Childhood & Self-Esteem: My Longtime Battle with Psoriasis
To say I’m a bit obsessed with summertime and the sun is an understatement. In fact, on a recent vacation with my husband to the Bahamas when we landed into rain, it took every ounce of self-control to not burst into tears. I spend almost every sunny summer day sitting on the beach. What many people don’t know is that for a very few short months, I am guaranteed to live pain free in my own skin…in part, because of the sun. But it’s taken me a long time to be able to do that confidently. Here’s my story.

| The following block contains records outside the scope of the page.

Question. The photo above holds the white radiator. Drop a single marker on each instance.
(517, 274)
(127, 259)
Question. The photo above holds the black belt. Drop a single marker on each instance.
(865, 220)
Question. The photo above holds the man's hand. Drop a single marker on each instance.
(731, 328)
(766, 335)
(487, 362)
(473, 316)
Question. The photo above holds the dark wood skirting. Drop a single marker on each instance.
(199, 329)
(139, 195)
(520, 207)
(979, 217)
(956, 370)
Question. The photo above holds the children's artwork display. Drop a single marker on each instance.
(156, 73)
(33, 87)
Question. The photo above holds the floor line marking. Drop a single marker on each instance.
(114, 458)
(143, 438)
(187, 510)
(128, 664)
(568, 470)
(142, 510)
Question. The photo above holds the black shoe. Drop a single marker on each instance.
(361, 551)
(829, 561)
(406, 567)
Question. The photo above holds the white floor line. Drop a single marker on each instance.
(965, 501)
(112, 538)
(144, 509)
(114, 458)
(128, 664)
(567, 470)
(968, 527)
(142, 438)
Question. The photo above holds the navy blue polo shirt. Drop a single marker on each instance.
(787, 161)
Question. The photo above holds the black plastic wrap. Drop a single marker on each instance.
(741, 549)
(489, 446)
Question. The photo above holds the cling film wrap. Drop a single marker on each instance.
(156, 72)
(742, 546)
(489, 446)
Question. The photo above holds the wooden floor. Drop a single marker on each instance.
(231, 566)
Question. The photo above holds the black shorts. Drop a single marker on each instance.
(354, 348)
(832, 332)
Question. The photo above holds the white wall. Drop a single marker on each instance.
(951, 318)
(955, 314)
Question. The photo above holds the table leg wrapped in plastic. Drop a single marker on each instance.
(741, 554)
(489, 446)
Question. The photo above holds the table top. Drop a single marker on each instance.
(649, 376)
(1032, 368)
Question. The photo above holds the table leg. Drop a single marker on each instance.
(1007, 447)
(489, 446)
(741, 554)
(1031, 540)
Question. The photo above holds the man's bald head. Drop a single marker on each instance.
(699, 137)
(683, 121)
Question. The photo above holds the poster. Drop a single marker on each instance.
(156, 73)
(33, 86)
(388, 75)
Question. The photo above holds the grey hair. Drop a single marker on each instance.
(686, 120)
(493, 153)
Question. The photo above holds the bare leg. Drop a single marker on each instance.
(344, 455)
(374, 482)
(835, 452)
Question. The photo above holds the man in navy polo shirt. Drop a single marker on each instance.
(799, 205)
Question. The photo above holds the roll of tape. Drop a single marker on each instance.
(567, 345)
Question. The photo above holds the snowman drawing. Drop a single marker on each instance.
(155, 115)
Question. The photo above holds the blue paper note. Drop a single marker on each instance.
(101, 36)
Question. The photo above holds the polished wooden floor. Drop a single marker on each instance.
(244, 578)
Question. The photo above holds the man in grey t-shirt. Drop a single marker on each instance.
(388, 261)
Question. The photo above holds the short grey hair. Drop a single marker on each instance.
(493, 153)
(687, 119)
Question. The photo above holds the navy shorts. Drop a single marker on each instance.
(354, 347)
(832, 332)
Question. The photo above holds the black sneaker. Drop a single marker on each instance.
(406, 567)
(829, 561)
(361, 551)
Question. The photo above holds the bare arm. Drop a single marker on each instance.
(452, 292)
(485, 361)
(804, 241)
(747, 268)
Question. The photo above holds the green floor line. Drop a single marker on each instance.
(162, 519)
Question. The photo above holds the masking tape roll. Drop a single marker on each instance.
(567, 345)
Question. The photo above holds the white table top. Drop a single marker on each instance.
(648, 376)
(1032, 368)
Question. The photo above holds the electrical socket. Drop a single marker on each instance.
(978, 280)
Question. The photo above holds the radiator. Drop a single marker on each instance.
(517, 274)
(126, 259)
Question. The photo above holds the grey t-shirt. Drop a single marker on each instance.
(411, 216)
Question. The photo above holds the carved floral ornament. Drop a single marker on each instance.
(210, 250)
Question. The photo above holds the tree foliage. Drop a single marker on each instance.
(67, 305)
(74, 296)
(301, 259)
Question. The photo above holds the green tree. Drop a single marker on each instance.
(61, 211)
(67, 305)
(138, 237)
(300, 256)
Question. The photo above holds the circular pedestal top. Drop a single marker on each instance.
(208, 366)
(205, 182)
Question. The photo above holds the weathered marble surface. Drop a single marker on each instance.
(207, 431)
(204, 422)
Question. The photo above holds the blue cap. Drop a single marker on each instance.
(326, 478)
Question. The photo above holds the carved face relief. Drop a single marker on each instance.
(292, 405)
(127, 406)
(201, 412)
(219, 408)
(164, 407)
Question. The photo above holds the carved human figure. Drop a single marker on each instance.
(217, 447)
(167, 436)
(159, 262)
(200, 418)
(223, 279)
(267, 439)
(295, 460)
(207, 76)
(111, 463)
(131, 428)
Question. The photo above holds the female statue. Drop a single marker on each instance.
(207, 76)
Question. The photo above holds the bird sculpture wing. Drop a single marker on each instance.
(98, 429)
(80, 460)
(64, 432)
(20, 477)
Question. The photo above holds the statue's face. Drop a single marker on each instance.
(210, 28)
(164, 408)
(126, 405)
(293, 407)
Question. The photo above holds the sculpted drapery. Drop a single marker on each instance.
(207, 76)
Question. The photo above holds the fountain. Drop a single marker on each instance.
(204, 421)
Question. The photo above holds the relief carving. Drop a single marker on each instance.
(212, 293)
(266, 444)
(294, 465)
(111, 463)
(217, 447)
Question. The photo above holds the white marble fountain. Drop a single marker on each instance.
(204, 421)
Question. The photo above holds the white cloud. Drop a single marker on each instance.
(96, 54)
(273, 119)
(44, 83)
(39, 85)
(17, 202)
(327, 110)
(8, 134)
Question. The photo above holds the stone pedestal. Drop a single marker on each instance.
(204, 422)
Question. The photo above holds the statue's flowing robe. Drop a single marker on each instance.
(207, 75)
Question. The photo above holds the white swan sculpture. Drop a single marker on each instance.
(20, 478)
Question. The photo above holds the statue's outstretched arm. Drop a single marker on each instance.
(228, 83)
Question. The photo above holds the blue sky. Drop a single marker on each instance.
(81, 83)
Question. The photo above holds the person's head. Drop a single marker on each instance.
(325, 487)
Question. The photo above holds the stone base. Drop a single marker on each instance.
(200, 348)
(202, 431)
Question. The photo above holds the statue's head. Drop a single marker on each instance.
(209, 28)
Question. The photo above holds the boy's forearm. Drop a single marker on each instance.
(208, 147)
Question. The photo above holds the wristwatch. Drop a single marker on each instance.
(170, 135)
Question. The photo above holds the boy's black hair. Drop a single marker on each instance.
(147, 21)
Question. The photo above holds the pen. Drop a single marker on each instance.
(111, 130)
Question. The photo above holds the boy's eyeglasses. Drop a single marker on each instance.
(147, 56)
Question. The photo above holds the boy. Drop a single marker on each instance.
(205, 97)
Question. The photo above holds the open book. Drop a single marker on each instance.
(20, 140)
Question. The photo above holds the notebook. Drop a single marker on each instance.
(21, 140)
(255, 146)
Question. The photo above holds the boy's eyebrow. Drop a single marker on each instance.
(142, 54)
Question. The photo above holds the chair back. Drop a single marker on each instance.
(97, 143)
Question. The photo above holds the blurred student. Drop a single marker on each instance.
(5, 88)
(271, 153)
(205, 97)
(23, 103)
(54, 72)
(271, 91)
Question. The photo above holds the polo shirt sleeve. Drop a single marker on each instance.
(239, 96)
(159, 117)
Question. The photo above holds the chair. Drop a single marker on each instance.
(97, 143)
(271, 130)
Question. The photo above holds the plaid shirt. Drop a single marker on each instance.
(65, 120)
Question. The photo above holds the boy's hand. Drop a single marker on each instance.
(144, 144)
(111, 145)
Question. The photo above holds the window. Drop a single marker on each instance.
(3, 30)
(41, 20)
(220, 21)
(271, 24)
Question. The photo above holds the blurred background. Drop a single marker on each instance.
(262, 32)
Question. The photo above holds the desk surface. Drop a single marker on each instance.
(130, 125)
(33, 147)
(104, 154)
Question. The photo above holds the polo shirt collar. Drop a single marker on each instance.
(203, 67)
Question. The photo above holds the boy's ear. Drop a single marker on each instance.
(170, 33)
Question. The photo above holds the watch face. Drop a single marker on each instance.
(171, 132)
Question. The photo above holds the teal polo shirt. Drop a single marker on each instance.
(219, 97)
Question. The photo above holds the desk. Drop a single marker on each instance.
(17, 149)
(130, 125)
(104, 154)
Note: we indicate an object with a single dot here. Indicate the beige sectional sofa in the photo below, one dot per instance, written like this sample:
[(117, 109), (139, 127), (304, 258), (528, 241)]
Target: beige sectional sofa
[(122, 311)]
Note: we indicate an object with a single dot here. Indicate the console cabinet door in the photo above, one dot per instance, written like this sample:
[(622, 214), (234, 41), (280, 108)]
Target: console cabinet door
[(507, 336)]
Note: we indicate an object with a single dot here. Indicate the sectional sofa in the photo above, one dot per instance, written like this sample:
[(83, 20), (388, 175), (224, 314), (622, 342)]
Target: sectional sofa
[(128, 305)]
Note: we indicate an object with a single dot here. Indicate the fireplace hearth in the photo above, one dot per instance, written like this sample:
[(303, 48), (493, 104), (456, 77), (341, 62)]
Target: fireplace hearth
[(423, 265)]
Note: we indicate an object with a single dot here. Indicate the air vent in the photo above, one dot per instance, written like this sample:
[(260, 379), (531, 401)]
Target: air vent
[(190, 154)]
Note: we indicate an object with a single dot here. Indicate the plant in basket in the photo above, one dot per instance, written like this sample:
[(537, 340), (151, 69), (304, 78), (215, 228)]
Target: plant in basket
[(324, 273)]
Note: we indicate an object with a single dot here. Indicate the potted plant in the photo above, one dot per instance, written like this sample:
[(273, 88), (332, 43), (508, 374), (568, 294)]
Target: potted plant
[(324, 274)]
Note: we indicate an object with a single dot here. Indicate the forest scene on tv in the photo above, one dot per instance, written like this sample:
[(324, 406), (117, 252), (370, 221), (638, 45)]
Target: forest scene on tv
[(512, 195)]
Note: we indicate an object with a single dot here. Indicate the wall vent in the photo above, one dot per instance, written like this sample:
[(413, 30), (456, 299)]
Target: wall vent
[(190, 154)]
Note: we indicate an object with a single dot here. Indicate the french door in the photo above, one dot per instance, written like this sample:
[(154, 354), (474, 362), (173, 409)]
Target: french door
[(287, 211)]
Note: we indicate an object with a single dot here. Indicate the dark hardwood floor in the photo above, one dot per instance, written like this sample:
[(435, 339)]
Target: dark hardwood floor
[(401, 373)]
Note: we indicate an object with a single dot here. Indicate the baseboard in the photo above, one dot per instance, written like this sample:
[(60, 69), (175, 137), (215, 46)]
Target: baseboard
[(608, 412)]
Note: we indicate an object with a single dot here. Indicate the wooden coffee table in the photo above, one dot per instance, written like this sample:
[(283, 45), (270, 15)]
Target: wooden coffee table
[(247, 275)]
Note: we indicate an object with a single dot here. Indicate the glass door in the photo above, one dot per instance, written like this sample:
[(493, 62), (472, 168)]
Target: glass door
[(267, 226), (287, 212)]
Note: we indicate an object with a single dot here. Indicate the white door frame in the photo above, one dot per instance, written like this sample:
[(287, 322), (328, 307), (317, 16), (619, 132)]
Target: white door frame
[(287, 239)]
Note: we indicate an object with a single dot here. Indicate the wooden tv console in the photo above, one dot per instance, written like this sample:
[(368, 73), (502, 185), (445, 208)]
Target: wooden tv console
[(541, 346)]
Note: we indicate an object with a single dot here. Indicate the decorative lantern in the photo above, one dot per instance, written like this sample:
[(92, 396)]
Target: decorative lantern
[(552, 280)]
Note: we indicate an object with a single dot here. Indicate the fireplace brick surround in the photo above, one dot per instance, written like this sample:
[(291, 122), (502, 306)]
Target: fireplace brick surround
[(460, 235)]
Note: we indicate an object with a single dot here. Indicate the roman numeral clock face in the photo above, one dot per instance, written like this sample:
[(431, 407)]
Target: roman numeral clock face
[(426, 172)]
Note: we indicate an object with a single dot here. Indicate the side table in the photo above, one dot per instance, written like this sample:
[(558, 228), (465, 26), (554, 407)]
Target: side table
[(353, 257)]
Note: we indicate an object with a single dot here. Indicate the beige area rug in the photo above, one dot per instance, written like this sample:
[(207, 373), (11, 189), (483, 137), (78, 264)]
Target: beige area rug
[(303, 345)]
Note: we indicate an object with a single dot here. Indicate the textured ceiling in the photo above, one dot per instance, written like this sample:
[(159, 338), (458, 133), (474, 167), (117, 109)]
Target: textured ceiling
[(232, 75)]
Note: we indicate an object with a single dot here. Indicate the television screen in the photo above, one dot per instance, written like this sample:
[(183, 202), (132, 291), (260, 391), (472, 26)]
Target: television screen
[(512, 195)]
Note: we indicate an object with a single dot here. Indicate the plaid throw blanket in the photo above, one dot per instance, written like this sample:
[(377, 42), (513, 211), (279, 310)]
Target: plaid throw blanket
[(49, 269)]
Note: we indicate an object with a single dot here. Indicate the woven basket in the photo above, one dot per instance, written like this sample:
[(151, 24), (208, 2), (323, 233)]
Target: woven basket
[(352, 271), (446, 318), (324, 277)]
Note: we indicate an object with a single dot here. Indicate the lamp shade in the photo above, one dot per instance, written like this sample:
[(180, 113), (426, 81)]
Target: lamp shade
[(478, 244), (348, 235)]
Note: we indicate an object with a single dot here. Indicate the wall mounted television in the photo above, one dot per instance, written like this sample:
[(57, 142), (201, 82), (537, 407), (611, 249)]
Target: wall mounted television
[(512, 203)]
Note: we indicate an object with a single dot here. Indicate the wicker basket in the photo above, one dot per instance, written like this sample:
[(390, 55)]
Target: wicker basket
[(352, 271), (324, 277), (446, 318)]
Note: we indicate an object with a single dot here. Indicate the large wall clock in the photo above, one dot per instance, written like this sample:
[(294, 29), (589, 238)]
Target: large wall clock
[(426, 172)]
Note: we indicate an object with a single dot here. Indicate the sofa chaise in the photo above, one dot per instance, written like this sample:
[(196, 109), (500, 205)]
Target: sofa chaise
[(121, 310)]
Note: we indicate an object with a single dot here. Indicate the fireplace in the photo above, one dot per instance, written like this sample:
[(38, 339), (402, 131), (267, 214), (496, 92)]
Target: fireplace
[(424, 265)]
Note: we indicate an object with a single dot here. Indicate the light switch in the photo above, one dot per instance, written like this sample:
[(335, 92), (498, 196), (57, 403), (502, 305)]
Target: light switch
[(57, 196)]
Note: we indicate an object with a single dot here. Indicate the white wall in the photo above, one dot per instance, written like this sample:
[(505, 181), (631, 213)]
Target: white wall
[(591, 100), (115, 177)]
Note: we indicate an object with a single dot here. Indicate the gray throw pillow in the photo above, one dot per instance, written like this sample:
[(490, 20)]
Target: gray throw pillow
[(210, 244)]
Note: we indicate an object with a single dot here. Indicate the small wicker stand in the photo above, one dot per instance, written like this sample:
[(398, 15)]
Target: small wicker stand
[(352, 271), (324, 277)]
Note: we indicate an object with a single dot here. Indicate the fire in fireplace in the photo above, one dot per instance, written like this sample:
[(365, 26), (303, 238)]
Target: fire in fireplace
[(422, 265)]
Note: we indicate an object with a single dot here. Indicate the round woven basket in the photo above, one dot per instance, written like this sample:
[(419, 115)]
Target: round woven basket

My Childhood Battle with Psoriasis
1982. That was the year, as a young child, I started seeing a dermatologist for what would later be diagnosed as psoriasis. Back then, it felt like most people had never heard of psoriasis, let alone knew how to spell it. By 1986, there were pages of medical records about treatments such as UVB light therapy and countless topical treatments. For me, that year is painfully memorable. I was in grade school and during recess someone pointed out my strange-looking skin. My teacher sent me to the nurse – he insisted I had chicken pox. While I knew I didn’t have chicken pox and said so multiple times, the nurse sent me home as a “precaution”. Just in case I was contagious. The next day when I returned to school with a doctor’s note, the kids still thought I was contagious. Why wouldn’t they? During some of my worse outbreaks I would be covered with “scaly” skin on my legs, arms and torso. My scalp would even be covered which would cause me to appear to have dandruff.
Throughout my youth, on doctor’s orders, I was encouraged to take trips down south during those really hard winter months – time spent in the sun was considered medically beneficial. Over the years, I’ve actually been told on occasions to skip the sunscreen, although now, as the medical world has learned how dangerous sun can be, I’m encouraged to go no longer than 10-15 minutes without sunscreen and only on the affected areas. I spent most of my teen years hiding my skin – except in the summers when I bared just enough to overdose on vitamin D. You would have NEVER caught me in a bikini. By the end of the summer, when the power of the sun gave a positive effect, I would wear a little less without feeling self-conscientious.
I think what worries me most (and has for most of my life) is how to explain my psoriasis to kids. As a child, it was most difficult trying to explain to other kids why my skin looked strange. I often avoided the question, coward away not knowing what to say. As I grew up and learned more, I would just say “I have eczema” (not true but more recognizable), “a skin disorder”, “a vitamin D deficiency”, “dry skin”. I really struggled with how to explain what people visibly saw. Every time I knew people would see my psoriasis, I would agonize over the best way to quickly explain it. I never did learn how to best explain this as a child to another child but adult-to adult, practice and my own matter-of-fact attitude has made this easier over time.
I’ve now been battling psoriasis for nearly 35 years. In all those years my confidence has grown. I’ve learned not to let it define me. I focus on the things I can control like staying phyisically fit, eating well, wearing clothes and accessories that make me feel good about myself and having a positive attitude. It’s certainly helped that the friends who have been in my life a long time don’t even bat an eye when the psoriasis is visible, and of course, it doesn’t hurt the my husband isn’t phased by it at all.
In a few weeks, we’ll be having a revolving door of friends with kids visiting us at the beach. I will be wearing a bikini which they’ve never seen me in before. Naturally, I’ve already been worrying a bit about how I will explain my condition to the other children there. But it will be ok. For all different kinds of reasons, it can sometimes take a lifetime to be truly comfortable in your own skin – my battle with psoriasis has taught me this. But with time, the self-confidence builds and the battle lessens.